What a .docx File Actually Is
A .docx file is not plain text. It is a compressed archive containing:
- Multiple XML files (these are themselves actually plain text)
- Embedded style definitions
- Font instructions
- Metadata
- Binary relationships between elements
If you rename a .docx file to .zip and open it,
you will see a complex directory structure of internal components.
Even a short essay can contain thousands of lines of hidden formatting instructions.
This is what a docx document actually is:- it's a zip file with at least half a dozen different nested files inside!
essay/
├── [Content_Types].xml
├── _rels/
│ └── .rels
├── docProps/
│ ├── app.xml
│ └── core.xml
└── word/
├── document.xml
├── styles.xml
├── numbering.xml
├── settings.xml
├── fontTable.xml
├── webSettings.xml
├── theme/
│ └── theme1.xml
└── _rels/
└── document.xml.rels
Why .docx Is Heavy and Slow
Because a .docx file stores layout instructions alongside content,
it carries far more structural overhead than a plain text file. This says: "This is a test sentence." You can see that the content is wrapped in layers and layers of structured code-like references. This is just a fraction of a part of the complexity of Word!
<w:document xmlns:w="http://schemas.openxmlformats.org/wordprocessingml/2006/main">
<w:body>
<w:p>
<w:r>
<w:t>This is a test sentence.</w:t>
</w:r>
</w:p>
</w:body>
</w:document>
- It must be parsed and rendered by specialised software.
- It embeds style layers that may conflict or accumulate invisibly.
- It is not easily readable without compatible applications.
- It does not degrade gracefully across devices.
A 50KB Markdown file may expand to several hundred kilobytes or more as a .docx file
due to styling metadata alone.
This added complexity does not improve argument quality. It merely encodes visual formatting.
Separating Content from Presentation
Plain text systems separate writing from layout. The author writes structured content. Presentation is applied later through compilation or rendering.
The source file remains lightweight, readable, and adaptable. From the same source, one can generate HTML, EPUB, PDF, or other formats.
Examples of Plain Text Writing
1. Simple .txt
The most basic form is a plain .txt file:
The Structure of Scientific Revolutions 1. Introduction Scientific paradigms shift when anomalies accumulate...
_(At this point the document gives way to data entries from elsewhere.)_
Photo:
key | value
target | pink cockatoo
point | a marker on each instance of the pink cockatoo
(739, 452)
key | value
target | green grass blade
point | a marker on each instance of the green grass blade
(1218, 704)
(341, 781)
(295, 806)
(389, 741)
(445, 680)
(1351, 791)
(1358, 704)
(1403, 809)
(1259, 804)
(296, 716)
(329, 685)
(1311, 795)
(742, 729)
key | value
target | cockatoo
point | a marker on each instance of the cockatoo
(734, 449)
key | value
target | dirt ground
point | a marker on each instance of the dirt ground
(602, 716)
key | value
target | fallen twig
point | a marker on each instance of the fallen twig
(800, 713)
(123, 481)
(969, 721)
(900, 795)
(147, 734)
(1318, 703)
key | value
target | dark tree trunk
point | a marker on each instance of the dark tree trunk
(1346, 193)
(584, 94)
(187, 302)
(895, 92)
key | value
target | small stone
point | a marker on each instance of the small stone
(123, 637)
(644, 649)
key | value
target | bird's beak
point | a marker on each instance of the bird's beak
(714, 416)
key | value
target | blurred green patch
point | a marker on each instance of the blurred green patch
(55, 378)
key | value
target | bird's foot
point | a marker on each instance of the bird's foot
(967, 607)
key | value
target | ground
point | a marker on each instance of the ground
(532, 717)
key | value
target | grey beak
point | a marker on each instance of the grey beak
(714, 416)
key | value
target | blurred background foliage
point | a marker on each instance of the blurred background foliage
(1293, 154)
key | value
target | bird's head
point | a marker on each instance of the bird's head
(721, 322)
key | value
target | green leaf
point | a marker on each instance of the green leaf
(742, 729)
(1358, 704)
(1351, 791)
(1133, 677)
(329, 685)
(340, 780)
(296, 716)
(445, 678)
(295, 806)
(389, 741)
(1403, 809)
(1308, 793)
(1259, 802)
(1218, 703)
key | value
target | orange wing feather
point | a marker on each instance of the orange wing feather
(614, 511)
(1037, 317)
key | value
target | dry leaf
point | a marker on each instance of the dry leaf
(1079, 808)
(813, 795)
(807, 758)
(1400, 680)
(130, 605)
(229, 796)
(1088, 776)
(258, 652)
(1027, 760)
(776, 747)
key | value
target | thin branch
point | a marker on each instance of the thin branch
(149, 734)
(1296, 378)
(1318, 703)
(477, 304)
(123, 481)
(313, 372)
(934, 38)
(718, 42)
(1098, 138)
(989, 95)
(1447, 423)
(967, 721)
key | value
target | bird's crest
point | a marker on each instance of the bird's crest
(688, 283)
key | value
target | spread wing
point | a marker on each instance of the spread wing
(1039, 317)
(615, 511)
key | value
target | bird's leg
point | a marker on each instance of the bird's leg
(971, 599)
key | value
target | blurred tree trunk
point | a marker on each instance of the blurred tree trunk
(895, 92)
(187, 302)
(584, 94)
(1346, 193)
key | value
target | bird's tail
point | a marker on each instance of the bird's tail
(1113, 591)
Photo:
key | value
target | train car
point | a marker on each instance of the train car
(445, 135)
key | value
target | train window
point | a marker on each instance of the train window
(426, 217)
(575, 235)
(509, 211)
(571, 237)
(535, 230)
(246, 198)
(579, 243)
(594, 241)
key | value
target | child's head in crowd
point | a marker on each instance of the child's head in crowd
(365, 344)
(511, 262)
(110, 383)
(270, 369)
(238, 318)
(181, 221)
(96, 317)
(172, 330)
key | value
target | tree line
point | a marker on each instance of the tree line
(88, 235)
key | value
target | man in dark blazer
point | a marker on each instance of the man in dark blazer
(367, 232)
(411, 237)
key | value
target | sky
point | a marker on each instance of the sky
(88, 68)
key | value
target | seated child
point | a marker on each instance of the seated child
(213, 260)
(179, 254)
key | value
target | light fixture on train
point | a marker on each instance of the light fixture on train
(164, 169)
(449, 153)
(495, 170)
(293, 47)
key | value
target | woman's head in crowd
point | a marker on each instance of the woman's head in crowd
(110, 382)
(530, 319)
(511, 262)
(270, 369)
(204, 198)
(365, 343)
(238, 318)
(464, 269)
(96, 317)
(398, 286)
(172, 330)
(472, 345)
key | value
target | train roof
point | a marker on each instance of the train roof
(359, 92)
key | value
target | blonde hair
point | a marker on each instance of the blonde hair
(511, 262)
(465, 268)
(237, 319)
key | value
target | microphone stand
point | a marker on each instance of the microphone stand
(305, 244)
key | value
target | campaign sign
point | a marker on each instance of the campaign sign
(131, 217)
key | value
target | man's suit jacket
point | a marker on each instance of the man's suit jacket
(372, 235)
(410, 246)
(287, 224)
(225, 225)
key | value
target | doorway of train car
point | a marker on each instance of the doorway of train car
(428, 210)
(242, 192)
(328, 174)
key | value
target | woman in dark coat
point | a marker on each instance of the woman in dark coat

No hidden formatting. No embedded styling. Just text.
2. Markdown (.md)
Markdown adds minimal structural markers while remaining human-readable:
# The Structure of Scientific Revolutions ## Introduction Scientific paradigms shift when anomalies accumulate... - Observation - Hypothesis - Crisis - Revolution
The symbols (#, ##, -) indicate structure.
They are visible and intuitive. The file remains readable even without rendering.
3. LaTeX
LaTeX is a structured typesetting system widely used in mathematics and physics. It is a standard method of writing academic research in many fields of natural science. This is because it deals with mathematical equations much better than word processors:
\section{Introduction}
Scientific paradigms shift when anomalies accumulate.
\begin{equation}
E = mc^2
\end{equation}
LaTeX emphasizes logical structure and mathematical clarity. The author writes source; the system compiles it into formatted output.
4. Typst
Typst is a modern alternative to LaTeX, designed to be cleaner and more readable:
= Introduction Scientific paradigms shift when anomalies accumulate. $ E = mc^2 $
Again, the author writes structured source. The final layout is generated separately.
Writing as Source Code
In an open source research model, the research paper is treated as source code. It is written in structured plain text, versioned, reviewed, and compiled into multiple outputs.
The intellectual work remains transparent. The presentation layer is flexible.
Writing becomes cleaner, more portable, more durable, and more adaptable to the web.